Quirks and edge cases

zverok edited this page Apr 9, 2016 · 1 revision

The data Reality provides is only as good as data in Wikipedia/Wikidata and our parsers/processors for this data. So, don't try to use it for really precise scientific computations or really important business tasks.

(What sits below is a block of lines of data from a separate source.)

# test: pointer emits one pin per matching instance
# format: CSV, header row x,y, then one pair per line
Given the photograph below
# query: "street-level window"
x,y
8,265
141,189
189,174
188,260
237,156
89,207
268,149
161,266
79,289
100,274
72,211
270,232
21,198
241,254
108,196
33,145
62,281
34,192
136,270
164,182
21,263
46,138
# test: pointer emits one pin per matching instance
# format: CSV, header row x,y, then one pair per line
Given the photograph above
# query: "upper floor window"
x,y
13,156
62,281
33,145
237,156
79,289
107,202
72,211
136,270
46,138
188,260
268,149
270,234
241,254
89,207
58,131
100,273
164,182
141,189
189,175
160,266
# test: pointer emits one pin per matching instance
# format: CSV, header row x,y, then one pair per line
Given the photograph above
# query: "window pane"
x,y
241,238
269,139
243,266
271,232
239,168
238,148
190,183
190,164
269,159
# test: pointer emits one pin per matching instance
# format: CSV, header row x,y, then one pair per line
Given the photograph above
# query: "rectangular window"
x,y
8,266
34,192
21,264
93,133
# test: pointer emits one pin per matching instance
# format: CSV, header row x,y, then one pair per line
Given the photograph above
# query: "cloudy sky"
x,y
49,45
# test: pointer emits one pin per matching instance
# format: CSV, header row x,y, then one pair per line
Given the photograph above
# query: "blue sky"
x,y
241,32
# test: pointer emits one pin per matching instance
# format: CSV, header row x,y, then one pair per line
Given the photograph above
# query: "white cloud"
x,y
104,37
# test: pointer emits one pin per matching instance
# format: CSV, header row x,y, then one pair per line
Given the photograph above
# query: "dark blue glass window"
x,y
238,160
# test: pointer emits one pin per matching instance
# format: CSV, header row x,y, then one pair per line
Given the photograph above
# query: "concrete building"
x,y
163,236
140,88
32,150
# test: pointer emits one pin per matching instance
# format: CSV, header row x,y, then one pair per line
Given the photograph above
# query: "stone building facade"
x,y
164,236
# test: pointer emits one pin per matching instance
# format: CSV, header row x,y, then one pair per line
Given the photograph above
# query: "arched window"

Some examples of limitations and edge cases:

  • method #cities each country extracts data from Wikipedia page named "List of cities in %countryname%" -- for some countries it lists only top-20 cities, for others there are hunders, sometimes even all of them;
  • Wikipedia's concept of "continent" is vague:
Reality.continents.last
# => #<Reality::Entity(Australia (continent)):continent>
Reality.continents.last.countries
# => #<Reality::List[]>
# ????
# Let's see...
a = Reality::Entity('Australia')
# => #<Reality::Entity(Australia):country>
a.continent
# => #<Reality::Entity?(Oceania)>
# Hmmmm....
a.continent.countries
# => #<Reality::List[Australia?, Fiji?, Kiribati?, Marshall Islands?, Federated States of Micronesia?, Nauru?, New Zealand?, Palau?, Papua New Guinea?, Samoa?, Solomon Islands?, Tonga?, Tuvalu?, Vanuatu?]>

That's kinda weird thing of Wikipedia data ("Countries by continents" and "List of continents" pages seems to be vague of "continent" and "part of world" concepts).

  • Or, look at this one:
Reality::Entity('Spain').continent
# => #<Reality::Entity?(Africa)>
# ???

In fact, Spain (including some of it remote parts) spans two continents: Europe and Africa. And Wikidata lists them both under "continent" predicate. And reality for most of predicates just takes the first value... And here we are. Of course, there should be some smart workaround, but currently there is no.